Working with the city of Frisco through the permitting process has gone slowly at times because most city officials had never seen a project of this type before, Ketu said. It took months of explaining the concept to city leaders and members of the community.

Then, issues from land development to building materials, how the house sits on the lot, setbacks and drainage issues were different than a more conventional development, he said. The land the community will be built on has four creeks and three ponds, further complicating the project while adding beauty and character to it, Ketu said.

“Initially, the concepts were so new to them (the city) that it was a shocker,” Ketu said. “But once they got it, we have had a lot of support.”

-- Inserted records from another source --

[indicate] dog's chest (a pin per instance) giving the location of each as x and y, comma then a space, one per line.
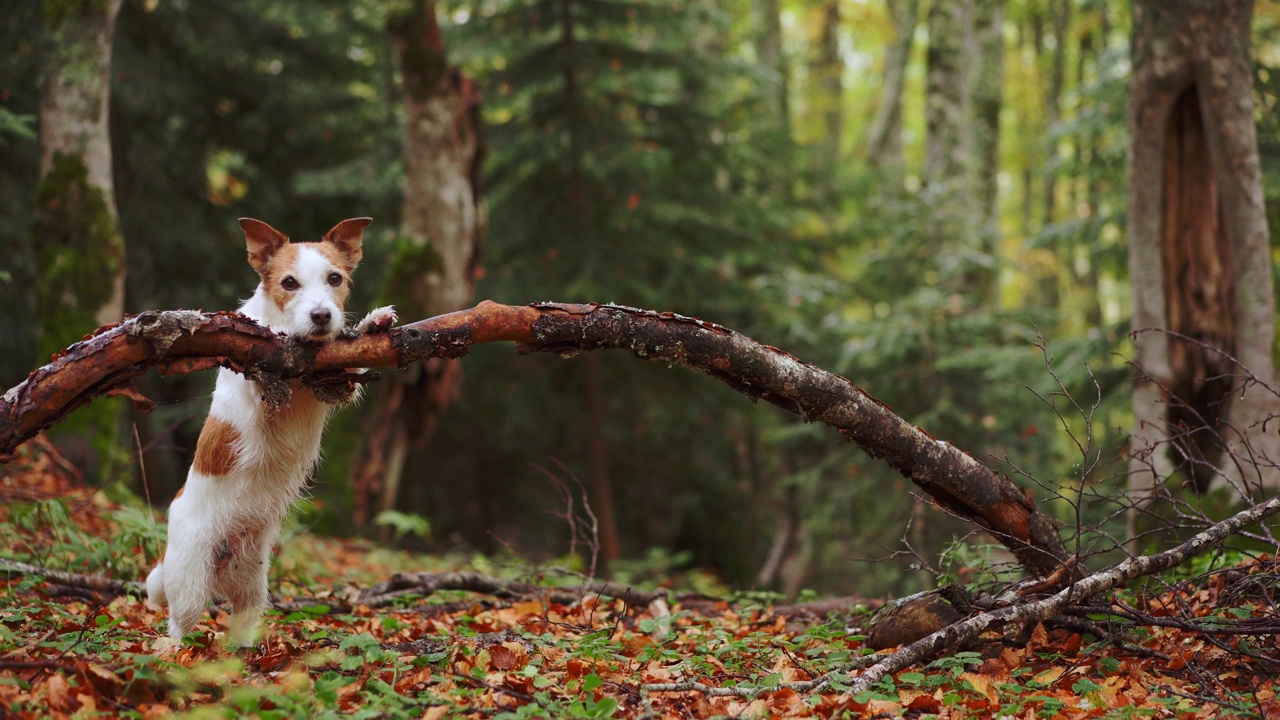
278, 446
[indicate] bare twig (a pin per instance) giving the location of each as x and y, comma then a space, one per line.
182, 341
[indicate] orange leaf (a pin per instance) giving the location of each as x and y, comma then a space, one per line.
55, 689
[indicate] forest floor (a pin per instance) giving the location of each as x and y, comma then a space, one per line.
69, 650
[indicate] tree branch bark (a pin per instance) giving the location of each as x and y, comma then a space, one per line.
181, 341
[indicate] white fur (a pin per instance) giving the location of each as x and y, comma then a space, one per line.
222, 529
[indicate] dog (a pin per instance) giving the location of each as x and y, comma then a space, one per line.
252, 461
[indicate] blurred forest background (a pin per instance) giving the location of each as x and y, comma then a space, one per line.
914, 194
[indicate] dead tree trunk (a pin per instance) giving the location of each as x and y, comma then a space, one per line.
186, 341
437, 258
1198, 253
76, 236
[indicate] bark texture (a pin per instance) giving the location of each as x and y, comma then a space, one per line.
885, 137
949, 133
186, 341
1198, 246
437, 259
80, 251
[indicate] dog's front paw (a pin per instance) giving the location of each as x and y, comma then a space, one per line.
379, 320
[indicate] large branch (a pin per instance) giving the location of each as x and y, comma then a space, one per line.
182, 341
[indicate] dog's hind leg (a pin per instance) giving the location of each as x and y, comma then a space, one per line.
243, 580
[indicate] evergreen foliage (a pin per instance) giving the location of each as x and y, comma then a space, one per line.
635, 155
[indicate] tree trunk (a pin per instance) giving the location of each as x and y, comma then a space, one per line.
437, 259
184, 341
77, 241
1060, 12
885, 139
1198, 244
988, 95
768, 53
80, 251
949, 133
830, 71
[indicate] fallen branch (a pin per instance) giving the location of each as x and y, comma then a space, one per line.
183, 341
96, 583
1047, 607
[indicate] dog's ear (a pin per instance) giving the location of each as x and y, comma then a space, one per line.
263, 241
347, 237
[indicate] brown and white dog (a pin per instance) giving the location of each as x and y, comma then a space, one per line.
252, 461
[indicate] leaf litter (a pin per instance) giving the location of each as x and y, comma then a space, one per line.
72, 651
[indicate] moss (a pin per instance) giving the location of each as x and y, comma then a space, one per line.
58, 12
421, 50
78, 253
406, 272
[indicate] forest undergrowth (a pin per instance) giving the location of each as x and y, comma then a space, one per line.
543, 645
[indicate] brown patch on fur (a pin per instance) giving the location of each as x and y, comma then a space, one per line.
347, 237
263, 241
275, 270
215, 451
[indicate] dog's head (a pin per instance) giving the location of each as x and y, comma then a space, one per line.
305, 283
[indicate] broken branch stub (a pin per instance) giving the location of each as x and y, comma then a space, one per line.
182, 341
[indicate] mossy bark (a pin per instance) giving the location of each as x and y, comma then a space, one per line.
1194, 55
437, 259
78, 247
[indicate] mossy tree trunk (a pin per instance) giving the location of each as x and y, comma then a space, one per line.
80, 251
885, 137
1198, 251
437, 260
78, 247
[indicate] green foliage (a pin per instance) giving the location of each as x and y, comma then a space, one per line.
78, 251
405, 524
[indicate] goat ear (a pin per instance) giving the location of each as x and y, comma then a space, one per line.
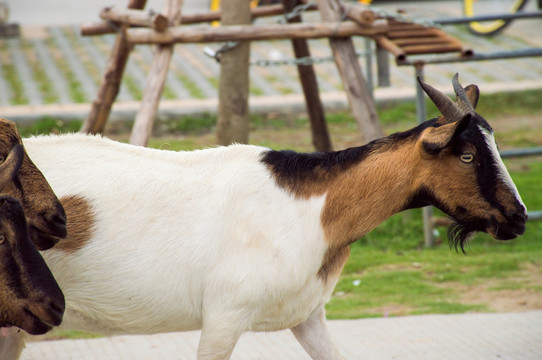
434, 139
11, 165
473, 93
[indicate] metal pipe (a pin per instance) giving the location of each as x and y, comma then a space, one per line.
531, 52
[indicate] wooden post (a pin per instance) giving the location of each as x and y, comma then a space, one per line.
309, 83
142, 129
109, 89
232, 118
135, 17
361, 104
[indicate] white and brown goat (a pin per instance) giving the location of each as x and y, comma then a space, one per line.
244, 238
43, 211
30, 298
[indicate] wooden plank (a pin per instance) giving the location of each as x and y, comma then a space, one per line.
416, 41
202, 34
102, 27
315, 108
401, 34
233, 122
155, 82
354, 83
390, 46
109, 88
430, 49
358, 14
135, 17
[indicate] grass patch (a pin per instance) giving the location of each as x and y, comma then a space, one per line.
390, 272
50, 125
76, 91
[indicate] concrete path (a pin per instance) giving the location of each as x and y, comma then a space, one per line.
52, 71
514, 336
52, 65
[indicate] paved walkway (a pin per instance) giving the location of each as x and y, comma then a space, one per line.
54, 71
514, 336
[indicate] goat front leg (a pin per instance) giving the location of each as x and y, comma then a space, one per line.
314, 337
219, 335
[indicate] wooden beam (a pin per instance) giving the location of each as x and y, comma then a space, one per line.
109, 88
233, 122
354, 83
135, 17
315, 109
358, 14
202, 34
156, 78
102, 27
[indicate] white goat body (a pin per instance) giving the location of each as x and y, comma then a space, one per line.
183, 239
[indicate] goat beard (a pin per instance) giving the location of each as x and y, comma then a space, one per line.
459, 235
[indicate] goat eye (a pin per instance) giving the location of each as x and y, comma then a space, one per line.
467, 158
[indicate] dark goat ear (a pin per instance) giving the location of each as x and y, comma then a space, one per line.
434, 139
473, 93
11, 165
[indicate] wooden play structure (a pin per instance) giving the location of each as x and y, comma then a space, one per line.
340, 21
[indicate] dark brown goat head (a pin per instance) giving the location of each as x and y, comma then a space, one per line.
45, 215
30, 296
460, 151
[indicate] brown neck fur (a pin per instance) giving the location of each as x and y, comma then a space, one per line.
361, 198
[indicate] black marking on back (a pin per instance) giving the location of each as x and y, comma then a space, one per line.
290, 167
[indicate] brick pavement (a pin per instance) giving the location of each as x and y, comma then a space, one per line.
70, 62
508, 336
56, 60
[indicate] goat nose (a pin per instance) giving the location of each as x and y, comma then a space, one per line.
517, 219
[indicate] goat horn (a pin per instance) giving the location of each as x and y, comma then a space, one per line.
462, 98
449, 109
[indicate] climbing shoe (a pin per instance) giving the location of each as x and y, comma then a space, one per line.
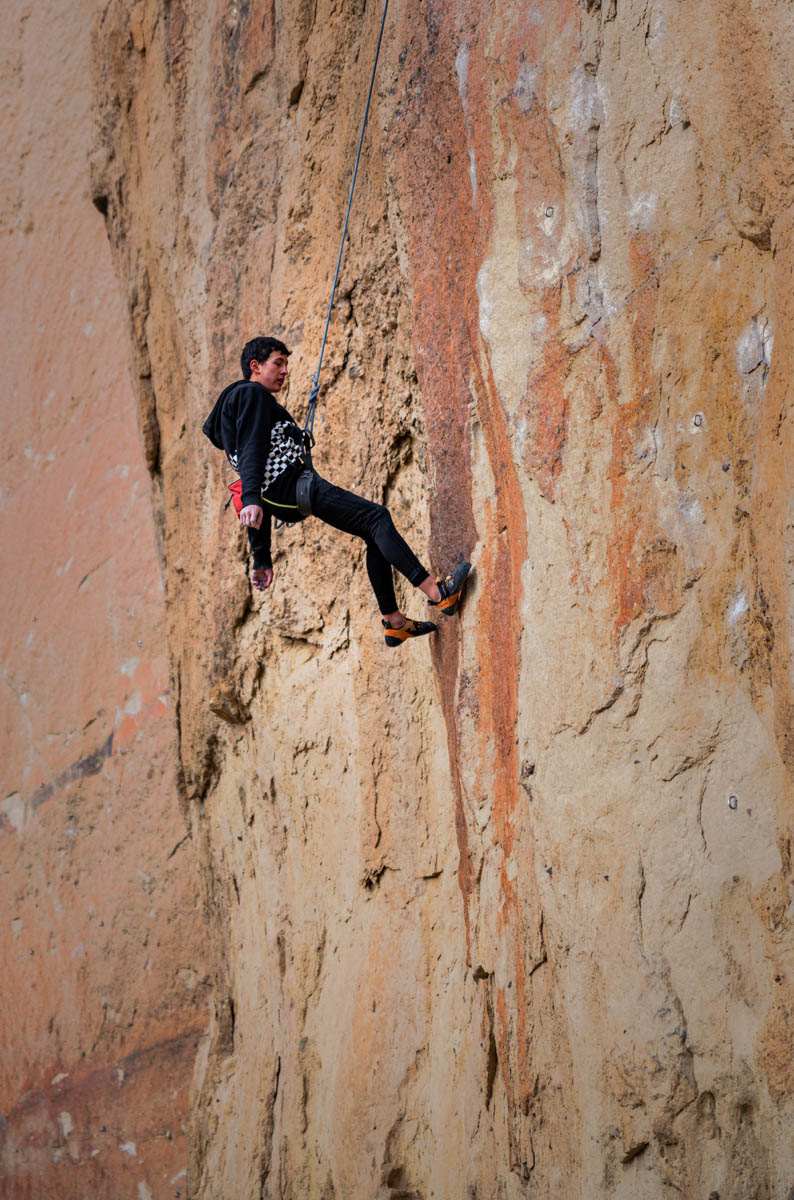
410, 629
451, 588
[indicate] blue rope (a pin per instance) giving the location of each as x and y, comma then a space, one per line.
308, 429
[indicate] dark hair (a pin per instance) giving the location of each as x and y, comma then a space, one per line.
259, 349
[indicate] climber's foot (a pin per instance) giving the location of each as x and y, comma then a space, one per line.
451, 588
399, 634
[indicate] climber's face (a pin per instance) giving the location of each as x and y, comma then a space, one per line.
272, 373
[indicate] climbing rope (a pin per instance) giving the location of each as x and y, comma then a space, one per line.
308, 427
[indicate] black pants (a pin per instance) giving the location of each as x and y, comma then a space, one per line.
372, 522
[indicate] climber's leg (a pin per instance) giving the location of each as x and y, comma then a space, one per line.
372, 522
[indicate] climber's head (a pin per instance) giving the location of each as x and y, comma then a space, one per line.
264, 360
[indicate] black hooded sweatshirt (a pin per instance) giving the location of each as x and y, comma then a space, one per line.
241, 425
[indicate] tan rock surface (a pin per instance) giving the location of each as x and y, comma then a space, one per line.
509, 915
103, 977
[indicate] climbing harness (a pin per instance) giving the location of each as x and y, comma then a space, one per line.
308, 427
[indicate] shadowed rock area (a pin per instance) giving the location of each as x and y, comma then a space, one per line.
506, 915
103, 994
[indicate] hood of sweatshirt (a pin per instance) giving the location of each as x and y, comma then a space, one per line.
211, 426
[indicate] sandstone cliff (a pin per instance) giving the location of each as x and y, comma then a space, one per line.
103, 991
507, 915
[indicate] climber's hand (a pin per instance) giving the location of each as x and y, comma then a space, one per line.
262, 577
251, 515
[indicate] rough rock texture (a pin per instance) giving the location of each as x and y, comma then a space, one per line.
103, 978
507, 915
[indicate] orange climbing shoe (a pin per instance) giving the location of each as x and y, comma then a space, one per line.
451, 588
410, 629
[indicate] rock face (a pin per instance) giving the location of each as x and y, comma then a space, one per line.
103, 979
509, 913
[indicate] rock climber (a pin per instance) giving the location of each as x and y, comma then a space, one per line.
265, 447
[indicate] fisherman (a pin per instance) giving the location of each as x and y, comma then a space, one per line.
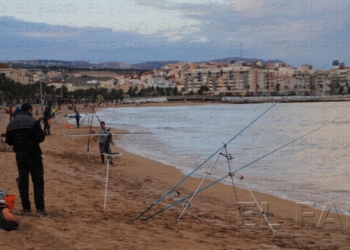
17, 110
53, 111
101, 141
77, 117
24, 133
10, 112
46, 117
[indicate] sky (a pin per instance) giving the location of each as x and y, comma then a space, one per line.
314, 32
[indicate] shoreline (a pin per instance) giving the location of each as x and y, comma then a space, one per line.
74, 195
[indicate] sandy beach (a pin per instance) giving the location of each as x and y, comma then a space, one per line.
74, 194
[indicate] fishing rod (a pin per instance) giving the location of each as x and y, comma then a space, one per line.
135, 133
211, 156
258, 159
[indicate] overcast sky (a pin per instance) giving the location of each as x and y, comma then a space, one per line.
314, 32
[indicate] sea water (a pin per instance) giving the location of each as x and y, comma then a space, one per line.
315, 168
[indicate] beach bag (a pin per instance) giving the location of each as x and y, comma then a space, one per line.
7, 220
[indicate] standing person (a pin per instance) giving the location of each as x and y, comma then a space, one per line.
25, 134
77, 117
10, 112
17, 111
101, 140
47, 116
53, 112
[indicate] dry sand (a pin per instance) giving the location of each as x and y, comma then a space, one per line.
74, 193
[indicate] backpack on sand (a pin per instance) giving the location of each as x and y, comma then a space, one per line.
7, 220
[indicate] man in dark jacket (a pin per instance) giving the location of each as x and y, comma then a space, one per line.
24, 133
47, 116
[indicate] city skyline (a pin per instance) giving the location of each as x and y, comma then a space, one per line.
312, 32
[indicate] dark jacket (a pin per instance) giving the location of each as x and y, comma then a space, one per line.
24, 133
47, 114
17, 111
77, 116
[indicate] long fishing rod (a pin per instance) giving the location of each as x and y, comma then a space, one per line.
212, 155
135, 133
258, 159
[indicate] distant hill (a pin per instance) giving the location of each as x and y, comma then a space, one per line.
153, 64
121, 65
246, 60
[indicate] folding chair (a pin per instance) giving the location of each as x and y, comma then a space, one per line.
4, 145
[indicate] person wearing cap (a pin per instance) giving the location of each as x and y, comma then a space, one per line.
17, 110
24, 133
103, 131
46, 117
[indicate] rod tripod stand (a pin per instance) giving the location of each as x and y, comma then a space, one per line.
229, 157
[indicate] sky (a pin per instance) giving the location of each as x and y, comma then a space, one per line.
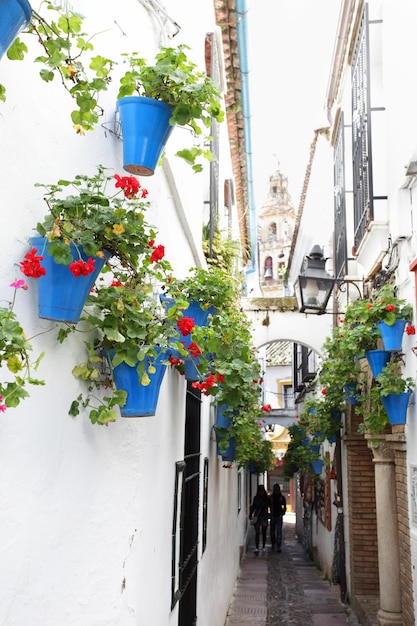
290, 48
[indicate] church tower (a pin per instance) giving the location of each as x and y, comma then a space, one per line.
275, 230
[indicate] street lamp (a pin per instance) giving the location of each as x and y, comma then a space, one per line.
314, 285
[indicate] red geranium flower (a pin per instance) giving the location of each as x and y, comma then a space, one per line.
82, 268
31, 265
194, 350
185, 325
157, 254
129, 184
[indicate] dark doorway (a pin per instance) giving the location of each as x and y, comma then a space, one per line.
190, 503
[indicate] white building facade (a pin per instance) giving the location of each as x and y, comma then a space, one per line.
95, 519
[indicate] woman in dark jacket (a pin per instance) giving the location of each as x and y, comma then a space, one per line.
260, 511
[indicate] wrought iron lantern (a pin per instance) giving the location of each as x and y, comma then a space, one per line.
314, 285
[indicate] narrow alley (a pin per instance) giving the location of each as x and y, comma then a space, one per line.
286, 588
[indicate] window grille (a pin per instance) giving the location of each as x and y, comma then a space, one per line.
340, 239
361, 134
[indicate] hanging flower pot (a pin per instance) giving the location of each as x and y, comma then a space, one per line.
145, 131
15, 15
229, 453
222, 421
377, 360
61, 294
395, 405
351, 392
142, 400
392, 336
222, 436
190, 370
317, 466
196, 312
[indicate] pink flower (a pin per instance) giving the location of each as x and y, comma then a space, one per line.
185, 325
19, 284
157, 254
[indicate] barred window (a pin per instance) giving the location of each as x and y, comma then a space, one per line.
361, 134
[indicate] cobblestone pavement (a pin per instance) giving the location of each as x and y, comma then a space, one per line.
285, 588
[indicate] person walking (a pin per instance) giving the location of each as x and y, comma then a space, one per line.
259, 513
278, 507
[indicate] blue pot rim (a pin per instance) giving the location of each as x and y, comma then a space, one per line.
143, 100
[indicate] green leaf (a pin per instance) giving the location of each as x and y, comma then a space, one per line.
17, 51
46, 75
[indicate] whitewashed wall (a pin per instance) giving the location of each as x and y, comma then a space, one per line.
86, 511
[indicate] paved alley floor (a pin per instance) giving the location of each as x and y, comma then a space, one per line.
285, 588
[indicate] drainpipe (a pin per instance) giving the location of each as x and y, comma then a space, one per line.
242, 41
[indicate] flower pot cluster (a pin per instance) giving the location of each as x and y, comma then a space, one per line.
138, 318
368, 338
224, 365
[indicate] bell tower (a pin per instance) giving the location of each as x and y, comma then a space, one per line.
275, 230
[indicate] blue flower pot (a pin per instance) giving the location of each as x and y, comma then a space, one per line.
145, 131
392, 336
141, 400
190, 370
229, 453
377, 360
351, 391
61, 296
317, 466
15, 15
395, 405
222, 421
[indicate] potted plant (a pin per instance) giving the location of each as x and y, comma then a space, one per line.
171, 91
391, 314
395, 391
340, 370
385, 399
63, 48
16, 14
100, 224
127, 352
16, 364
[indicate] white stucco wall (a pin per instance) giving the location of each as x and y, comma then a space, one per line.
86, 515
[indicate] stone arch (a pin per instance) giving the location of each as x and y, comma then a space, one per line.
271, 325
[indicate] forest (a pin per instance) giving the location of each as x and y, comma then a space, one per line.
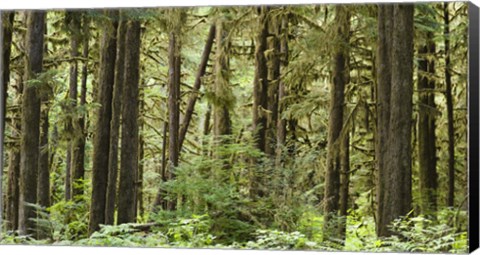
306, 127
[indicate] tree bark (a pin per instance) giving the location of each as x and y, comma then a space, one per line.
397, 195
426, 128
29, 146
101, 139
383, 94
223, 96
449, 99
129, 143
115, 124
43, 188
260, 95
5, 49
141, 156
72, 19
273, 84
7, 28
335, 154
78, 160
173, 108
260, 87
196, 86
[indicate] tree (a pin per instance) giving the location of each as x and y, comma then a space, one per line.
101, 140
30, 135
196, 86
383, 94
223, 96
426, 127
336, 166
260, 94
129, 153
273, 64
260, 84
282, 93
115, 122
449, 98
73, 20
396, 187
78, 158
6, 30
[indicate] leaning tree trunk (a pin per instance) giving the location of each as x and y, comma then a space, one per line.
101, 141
196, 86
223, 95
397, 189
29, 146
335, 166
129, 152
426, 128
115, 124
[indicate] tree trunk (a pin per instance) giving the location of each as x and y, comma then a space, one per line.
282, 93
196, 86
173, 108
129, 143
141, 156
449, 98
397, 189
161, 194
260, 97
223, 96
43, 188
78, 160
426, 128
29, 146
5, 49
335, 161
383, 93
115, 124
72, 19
273, 84
101, 140
260, 85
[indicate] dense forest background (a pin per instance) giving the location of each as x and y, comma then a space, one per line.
320, 127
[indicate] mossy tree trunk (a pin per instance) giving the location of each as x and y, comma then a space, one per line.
397, 174
129, 143
101, 140
336, 166
30, 137
117, 100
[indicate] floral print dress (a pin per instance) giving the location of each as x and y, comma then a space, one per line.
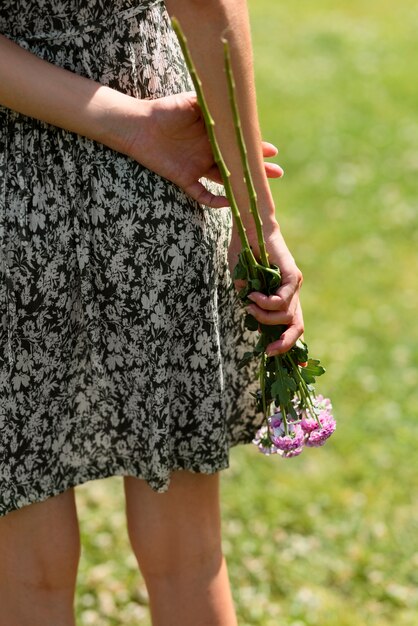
120, 331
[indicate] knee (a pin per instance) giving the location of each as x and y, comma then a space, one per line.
165, 555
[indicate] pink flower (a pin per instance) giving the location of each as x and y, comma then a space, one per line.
263, 442
317, 431
285, 442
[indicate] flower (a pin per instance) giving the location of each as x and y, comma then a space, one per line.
285, 439
263, 442
320, 427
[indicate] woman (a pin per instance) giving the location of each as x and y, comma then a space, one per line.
120, 331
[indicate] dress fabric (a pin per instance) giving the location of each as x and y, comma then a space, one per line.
120, 331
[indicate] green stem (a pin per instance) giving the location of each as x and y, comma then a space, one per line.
305, 393
210, 127
244, 156
263, 384
278, 370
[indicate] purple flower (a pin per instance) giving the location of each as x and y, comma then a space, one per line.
318, 428
291, 453
263, 442
285, 442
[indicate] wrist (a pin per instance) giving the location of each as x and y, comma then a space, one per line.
119, 119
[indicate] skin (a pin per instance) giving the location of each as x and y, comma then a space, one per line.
181, 560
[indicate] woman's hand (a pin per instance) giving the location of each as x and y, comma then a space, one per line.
283, 307
174, 143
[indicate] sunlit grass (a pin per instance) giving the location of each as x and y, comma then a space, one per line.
329, 538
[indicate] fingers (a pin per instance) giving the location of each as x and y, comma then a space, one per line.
268, 149
198, 192
290, 335
273, 170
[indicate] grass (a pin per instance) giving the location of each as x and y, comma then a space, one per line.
329, 538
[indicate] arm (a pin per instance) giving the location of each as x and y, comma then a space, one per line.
204, 23
166, 135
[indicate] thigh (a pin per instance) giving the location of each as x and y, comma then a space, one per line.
178, 528
40, 546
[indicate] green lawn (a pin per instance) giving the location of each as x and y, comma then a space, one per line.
329, 538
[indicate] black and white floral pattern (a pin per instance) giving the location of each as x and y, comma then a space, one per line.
120, 331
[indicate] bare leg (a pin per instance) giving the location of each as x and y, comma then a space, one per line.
176, 538
39, 554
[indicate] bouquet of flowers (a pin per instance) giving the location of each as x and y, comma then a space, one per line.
294, 416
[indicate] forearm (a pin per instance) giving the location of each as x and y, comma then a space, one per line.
204, 23
56, 96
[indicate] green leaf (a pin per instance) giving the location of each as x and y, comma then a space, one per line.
312, 370
299, 352
240, 271
280, 391
254, 284
250, 322
248, 356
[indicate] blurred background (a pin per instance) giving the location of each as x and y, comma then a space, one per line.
329, 538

The homes are different, but they’re not different for the sole purpose of being different, Sagar said. They’re different because they’re more sustainable, with features such as solar panels, geothermal heating and cooling, hot water recirculation lines and energy efficient glass, in addition to the native grass rooftops, he said.

“It’s not about expensive materials and glitter and bling,” he said. “It’s about creating spaces that work and creating value for the customers through how everything is detailed and how it’s worked out.”

The homes come completely furnished, Sagar said.

“It all ties in together,” he said. “You can’t expect a buyer to buy a home from you and then go to five different places to pick up furniture and kitchen (appliances) and then try to make it all work. To us, selling a home without furniture is like selling a car without the seats.”

The rolling terrain, creeks, trees and vegetation on the site north of Rolater Road and east of Independence Parkway in Frisco make the project work, and the market is there for such a project, Ketu said.

The product is positioned between production homebuilder prices and pure custom homes, trying to bridge the gap between $200 per square foot and $400 per square foot pricing levels, said Kandice Jinright, director of Sales and Marketing at Total Environment USA.

“We’ve had a really good response so far from people wanting information and wanting to see and wanting to know when we’ll have finished product,” Jinright said. “Based on the feedback we’ve gotten so far, we’re very optimistic.”

Total Environment Homes, which was founded by architects Sagar and his wife, Shibanee Sagar, has more than two decades of experience building curated homes with green roofs and attached gardens in India before bringing its vision to the United States.